Im Gegensatz zu den früheren Theorien zeigten sie keine größere Impulsivität als die allgemeine Bevölkerung und sagten wahrscheinlich nicht, dass der Versuch ein Hilferuf war.
Die Ergebnisse legen nahe, dass Maßnahmen wie das Anbringen von Netzen unter Brücken Selbstmord verhindern können, nicht weil sie einen impulsiven Selbstmordversuch vereiteln.
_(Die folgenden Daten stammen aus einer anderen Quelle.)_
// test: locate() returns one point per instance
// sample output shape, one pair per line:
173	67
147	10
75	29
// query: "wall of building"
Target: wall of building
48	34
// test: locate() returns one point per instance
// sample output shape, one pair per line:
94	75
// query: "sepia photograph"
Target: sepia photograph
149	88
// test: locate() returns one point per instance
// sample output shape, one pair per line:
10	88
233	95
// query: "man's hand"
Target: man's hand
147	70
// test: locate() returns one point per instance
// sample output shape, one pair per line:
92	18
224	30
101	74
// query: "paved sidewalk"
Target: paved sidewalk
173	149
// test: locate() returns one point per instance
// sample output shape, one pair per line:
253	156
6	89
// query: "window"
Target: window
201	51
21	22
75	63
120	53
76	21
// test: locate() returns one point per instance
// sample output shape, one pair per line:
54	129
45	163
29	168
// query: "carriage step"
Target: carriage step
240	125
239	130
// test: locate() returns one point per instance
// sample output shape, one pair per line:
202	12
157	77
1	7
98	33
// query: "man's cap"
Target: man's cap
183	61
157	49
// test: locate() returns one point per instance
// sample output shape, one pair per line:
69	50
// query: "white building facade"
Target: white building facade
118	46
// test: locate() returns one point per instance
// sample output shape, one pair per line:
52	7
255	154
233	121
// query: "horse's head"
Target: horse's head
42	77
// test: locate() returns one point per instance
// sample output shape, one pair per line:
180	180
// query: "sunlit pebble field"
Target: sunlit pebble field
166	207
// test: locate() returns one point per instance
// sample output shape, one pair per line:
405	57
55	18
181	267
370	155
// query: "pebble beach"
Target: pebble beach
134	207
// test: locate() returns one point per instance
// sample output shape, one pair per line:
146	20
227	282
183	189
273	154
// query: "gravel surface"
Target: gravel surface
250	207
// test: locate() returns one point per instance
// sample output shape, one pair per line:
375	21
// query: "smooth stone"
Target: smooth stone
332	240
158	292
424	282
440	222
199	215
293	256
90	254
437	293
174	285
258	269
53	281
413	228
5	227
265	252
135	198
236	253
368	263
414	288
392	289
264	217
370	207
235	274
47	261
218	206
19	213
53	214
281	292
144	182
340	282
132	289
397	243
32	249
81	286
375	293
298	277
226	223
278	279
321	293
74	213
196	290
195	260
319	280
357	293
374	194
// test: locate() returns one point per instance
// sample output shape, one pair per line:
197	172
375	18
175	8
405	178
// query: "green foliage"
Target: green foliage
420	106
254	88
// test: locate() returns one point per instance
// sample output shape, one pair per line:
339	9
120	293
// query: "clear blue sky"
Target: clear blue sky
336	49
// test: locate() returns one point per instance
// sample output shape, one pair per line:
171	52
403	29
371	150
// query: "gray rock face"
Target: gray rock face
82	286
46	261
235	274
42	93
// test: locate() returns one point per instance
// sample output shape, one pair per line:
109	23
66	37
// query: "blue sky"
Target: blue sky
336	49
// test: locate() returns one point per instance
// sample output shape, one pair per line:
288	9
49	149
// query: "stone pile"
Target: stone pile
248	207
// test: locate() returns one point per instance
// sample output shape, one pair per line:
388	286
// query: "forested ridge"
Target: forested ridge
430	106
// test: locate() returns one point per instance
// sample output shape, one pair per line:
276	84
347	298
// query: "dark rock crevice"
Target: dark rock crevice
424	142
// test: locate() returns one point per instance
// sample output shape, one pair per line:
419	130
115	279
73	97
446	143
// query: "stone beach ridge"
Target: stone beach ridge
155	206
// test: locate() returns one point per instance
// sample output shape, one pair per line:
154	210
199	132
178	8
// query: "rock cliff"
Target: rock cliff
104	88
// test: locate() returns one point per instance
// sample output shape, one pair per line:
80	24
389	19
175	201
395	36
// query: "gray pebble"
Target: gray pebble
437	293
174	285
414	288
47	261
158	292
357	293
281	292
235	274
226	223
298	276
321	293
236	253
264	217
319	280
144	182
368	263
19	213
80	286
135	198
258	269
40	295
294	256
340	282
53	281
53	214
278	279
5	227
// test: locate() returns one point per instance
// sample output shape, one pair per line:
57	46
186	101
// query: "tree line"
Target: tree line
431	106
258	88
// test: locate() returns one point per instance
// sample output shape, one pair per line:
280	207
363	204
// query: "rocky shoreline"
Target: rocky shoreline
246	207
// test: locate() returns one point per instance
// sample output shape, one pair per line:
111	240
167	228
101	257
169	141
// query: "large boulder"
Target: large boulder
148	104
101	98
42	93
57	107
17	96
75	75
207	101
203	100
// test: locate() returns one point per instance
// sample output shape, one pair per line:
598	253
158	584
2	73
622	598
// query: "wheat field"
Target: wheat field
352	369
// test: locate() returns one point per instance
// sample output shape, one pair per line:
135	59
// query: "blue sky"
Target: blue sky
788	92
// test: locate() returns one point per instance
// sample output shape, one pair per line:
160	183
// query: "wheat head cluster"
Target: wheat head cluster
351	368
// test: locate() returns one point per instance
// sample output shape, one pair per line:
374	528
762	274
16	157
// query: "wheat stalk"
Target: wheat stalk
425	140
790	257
Stattdessen verhindern solche Hindernisse Selbstmord für einige Minuten, Stunden oder Tage - gerade genug Zeit, damit sich die mentalen Zustände der Menschen schrittweise verbessern können, bis sie den Schmerz etwas länger ertragen und möglicherweise Hilfe bekommen können, sagte Klonsky.
Furchtlosigkeit
Es kann jedoch noch mehr geben, diejenigen, die an Selbstmord denken, von denen zu unterscheiden, die es versuchen. Andere Untersuchungen haben gezeigt, dass Menschen mit Depressionen, die keinen Selbstmord versuchen, genauso unglücklich und hoffnungslos sind, aber mehr Angst vor der Idee haben als diejenigen, die Versuche unternehmen.
"Alles an unserer Biologie ist es, Schmerzen zu vermeiden, Verletzungen zu vermeiden, den Tod zu vermeiden", sagte Klonsky gegenüber LiveScience. "Selbst Menschen, die sich glücklicherweise selbstmordgefährdet fühlen, haben es sehr schwer, tatsächlich einen Versuch zu unternehmen."
Aber Menschen, die Selbstmord versuchen, haben weniger Angst vor Schmerz und Tod. Menschen, die sich in der Vergangenheit selbst geschnitten haben, haben möglicherweise weniger Angst vor Selbstmordversuchen als Menschen, die dies nicht tun. Andere Untersuchungen haben gezeigt, dass die Gewöhnung an die Idee - indem man einfach oft darüber nachdenkt oder zum Beispiel über eine hohe Brücke geht, während man über Selbstmord nachdenkt - die Wahrscheinlichkeit erhöht, dass Menschen einen Versuch ausführen, sagte Klonsky.
Die neue Studie bietet auch ein Instrument, um diejenigen zu finden, die aufgrund von psychischer Belastung, Hoffnungslosigkeit und mangelnder Angst vor Schmerzen oder Tod gefährdet sind.
"Wir denken auch, dass ein Gefühl der Verbundenheit mit anderen - mit der Familie, mit der Gemeinschaft, mit Freunden - ein wichtiger Schutzfaktor ist, der die Menschen an das Leben gebunden hält und leben will, selbst wenn sie die Hoffnungslosigkeit oder den Schmerz haben", sagte Klonsky.